The 20-year-old grandson-of/property-manager-for my landlord

The 20-year-old grandson-of/property-manager-for my landlord is leaning against the building next door, enjoying a late summer daydream, his boyish limbs a-languor, his meditation central and deep.  And secret.  He is tall and blonde though not stunningly handsome, and cordial but not particularly charming, yet nonetheless I find moments of him – such as this secretly stolen spectre – especially delightful. 
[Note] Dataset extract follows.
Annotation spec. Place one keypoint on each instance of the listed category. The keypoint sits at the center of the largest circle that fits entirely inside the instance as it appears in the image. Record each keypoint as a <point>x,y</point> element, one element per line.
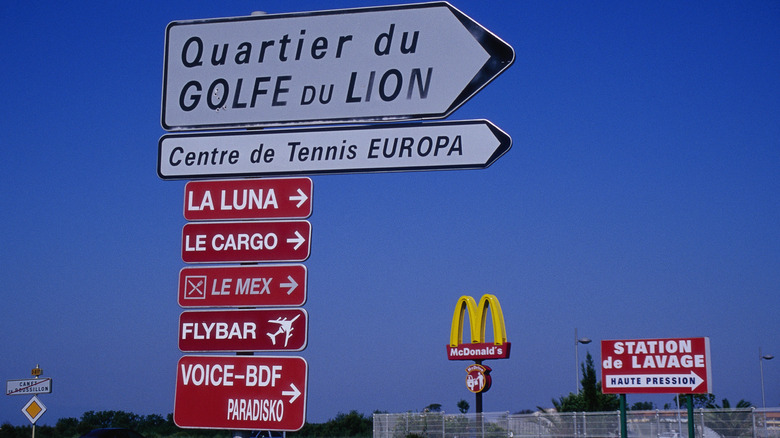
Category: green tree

The determined reader will have found that much of my writing is (and I am not proud of this) a ponderous mass of whining and self-pity.  The casual reader never stays, I think.  The reason for my depressed style is perhaps the same reason that I am fascinated by this plain boy outside my window; regret. 

I read, in Bono’s commencement address to Harvard, “…Is missing the moment unacceptable to you ?  Is wasting inspiration a crime?  It is for a musician.”.  I must therefore be a musician.  (!).  I am no more a musician than I am a writer, but I am so in love with the moment and the inspiration that I am stuck lamenting their loss.  It’s like I am focussing on everything not just as I am receiving it as a free gift form the universe, but just as it has passed; as if choosing a vantage point in the lull of the wave’s wake is preferrable to riding its curling lip on the event-horizon of disaster. 

I was a boy.  I am not now.  I was absent from my boyhood in lamentation for my lost childhood.  And still looking back, I am absent from my manhood in lamentation for my lost boyhood.  Missing the moment, wasting inspiration. 

Just twenty minutes passed, and the meditative boy ouside my window is long gone.